We analyzed the experimental data from 3,290 IP-MS experiments targeting 1,083 antigens (bait proteins) using 1,796 different antibodies. These experiments detected 11,485 non-redundant proteins (Dataset S1
). Some of the baits were pulled-down with several different antibodies. Some of the experiments with the same baits and antibodies were repeated several times but conducted under different conditions, i.e., stimulated/un-stimulated cells, or different cell types. Complexes are mostly isolated from nuclear fractions but some experiments use cytosolic fractions. Summary of the experimental conditions, cell types, antibodies and baits used, counts of normalized peptides identified in each experiment per protein, and size of the lists of proteins identified in each experiment can be directly obtained from the primary publication provided as reference 
IP-MS proteomics profiling have several known experimental challenges that need to be considered when applying functional global analyses on such data. First, it is well established that the proteins identified in such experiments are enriched for highly abundant and “sticky” proteins. This results in numerous proteins appearing frequently in almost all pull-downs regardless of the cell type, cellular fraction or experimental conditions. To address this we used a list of “non-specific” proteins to filter protein identifications that appear frequently in many pull-downs (Dataset S1
). For all further analyses we removed these proteins from the results. Such a “non-specific” protein list can be useful as a guideline for filtering other IP-MS proteomics data applied to human cells. However, it should be noted that the concept of filtering IP-MS proteomics data based on a “non-specific” list is only meant as a guide.
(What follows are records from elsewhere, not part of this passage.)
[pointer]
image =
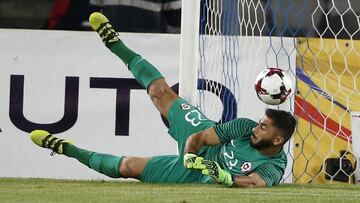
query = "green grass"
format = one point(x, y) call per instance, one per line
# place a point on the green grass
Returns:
point(49, 190)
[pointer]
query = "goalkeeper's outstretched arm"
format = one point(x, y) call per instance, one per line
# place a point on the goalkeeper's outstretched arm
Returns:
point(251, 180)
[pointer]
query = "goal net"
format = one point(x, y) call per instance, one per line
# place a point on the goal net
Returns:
point(316, 43)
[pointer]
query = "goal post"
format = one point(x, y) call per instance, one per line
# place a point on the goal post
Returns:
point(315, 42)
point(189, 46)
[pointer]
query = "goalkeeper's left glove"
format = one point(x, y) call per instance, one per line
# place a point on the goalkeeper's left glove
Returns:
point(217, 173)
point(194, 162)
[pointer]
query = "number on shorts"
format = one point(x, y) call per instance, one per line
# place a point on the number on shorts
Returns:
point(196, 119)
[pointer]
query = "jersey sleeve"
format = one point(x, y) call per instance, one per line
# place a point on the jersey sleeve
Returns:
point(234, 129)
point(269, 173)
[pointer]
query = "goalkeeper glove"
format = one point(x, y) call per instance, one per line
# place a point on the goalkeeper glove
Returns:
point(208, 167)
point(217, 173)
point(192, 161)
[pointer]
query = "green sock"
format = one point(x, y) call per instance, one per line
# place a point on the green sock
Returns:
point(124, 53)
point(143, 71)
point(106, 164)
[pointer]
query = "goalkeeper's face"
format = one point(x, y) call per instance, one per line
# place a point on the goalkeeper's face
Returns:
point(265, 135)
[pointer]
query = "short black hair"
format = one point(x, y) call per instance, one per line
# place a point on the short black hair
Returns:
point(283, 120)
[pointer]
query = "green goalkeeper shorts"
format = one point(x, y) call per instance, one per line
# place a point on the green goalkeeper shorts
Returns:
point(184, 120)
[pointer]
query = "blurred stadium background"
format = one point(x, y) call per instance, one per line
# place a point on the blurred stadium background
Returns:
point(315, 41)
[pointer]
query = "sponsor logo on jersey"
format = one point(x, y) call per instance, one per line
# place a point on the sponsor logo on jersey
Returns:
point(185, 106)
point(246, 166)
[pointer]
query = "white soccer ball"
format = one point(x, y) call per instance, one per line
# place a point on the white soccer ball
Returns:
point(273, 86)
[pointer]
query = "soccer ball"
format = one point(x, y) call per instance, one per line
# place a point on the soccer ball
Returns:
point(273, 86)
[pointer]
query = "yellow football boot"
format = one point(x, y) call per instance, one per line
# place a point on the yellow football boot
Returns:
point(44, 139)
point(101, 25)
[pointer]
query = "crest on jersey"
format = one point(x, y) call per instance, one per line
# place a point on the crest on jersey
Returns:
point(246, 166)
point(185, 106)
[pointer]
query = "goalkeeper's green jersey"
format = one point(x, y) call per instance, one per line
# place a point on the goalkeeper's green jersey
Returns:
point(239, 158)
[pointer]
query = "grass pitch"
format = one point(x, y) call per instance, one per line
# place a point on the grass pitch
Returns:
point(48, 190)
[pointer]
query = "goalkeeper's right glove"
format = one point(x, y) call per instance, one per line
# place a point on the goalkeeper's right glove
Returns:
point(217, 173)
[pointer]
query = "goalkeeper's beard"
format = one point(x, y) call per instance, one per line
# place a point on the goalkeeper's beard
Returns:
point(262, 144)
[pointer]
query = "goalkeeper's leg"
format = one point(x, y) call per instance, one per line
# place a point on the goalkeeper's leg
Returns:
point(107, 164)
point(145, 73)
point(168, 169)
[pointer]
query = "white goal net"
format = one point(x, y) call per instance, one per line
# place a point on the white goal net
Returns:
point(316, 42)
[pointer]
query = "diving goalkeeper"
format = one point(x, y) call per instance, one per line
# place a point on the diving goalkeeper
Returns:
point(239, 153)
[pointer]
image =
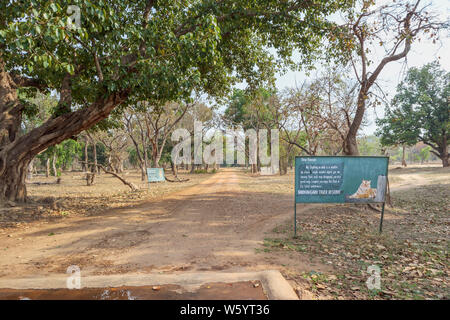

The sticky non-relevant proteins may play an important biological role that would be missed by removing them. In general, proteins that appear in the list are enriched in heat shock, ribosomal, and heterogeneous nuclear ribonucleoproteins (hnRNPs). Also, the majority of proteins on the non-specific list were selected based on the purifications from nuclear extracts, so some abundant cytosolic proteins may be over represented in the protein-protein and domain-domain interaction predictions since these may not have been removed. In order to integrate and visualize the results from the 3,290 IP-MS experiments, we first used the Jaccard Distance (JD) to construct a CoRegs complex similarity graph were nodes represent protein lists from each experiment and links represent overlap between experiments (Fig. S1
). Nodes and links are preserved in the network if the similarity is greater than the Jaccard distance of 0.7. This retained 491 experiments and 2233 links between them, which are a small portion of all possible experiments and their similarities (Fig. S2A
). On average, pull-down experiments reported the identification of ~30–200 proteins but the distribution has a heavy tail with few experiments identifying over 1000 proteins (Fig. S2B
Our aim in this study is to assign confidence scores to binary prey-prey protein-protein and domain-domain interactions by integrating information from the 3,290 IP-MS experiments. The rationale for this approach is that the experiments, reporting lists of ~30–200 proteins for each pull-down, taken together, provide enough information to reconstruct high-fidelity, small-sized complexes and potentially enough to recover direct physical interactions between pairs of proteins and domains. We reasoned that if we use all the information across all experiments to score each pair of proteins for potential direct interaction, we will be able to identify novel associations in addition to recovering known interactions better than by chance. In contrast with most prior methods that focused on scoring bait-prey interactions, our equations predict interactions between prey proteins that commonly reappear together in different pull-downs. Although the data collected for this study was aimed at the recovery of interactions between the intended antigens (baits) and other proteins, the majority of primary antibodies cross-react with multiple secondary antigens and those antigens interact with other proteins. This complicates bait-prey scoring of HT-IP/MS data. Yet, logically, if two proteins reappear together at the top of lists in many different pull-downs, we can guess that they may physically interact regardless of which baits were used to pull them down, making it possible to predict likely binary interactions by utilizing the spectral counts, not just co-occurrence. To encode such logic into mathematical functions we devised four scoring schemes, each attempting to address the problem in a slightly different way. To evaluate the performance of the four scoring schemes we used known PPIs we consolidated from online databases 
. The overall schema for this approach is depicted in .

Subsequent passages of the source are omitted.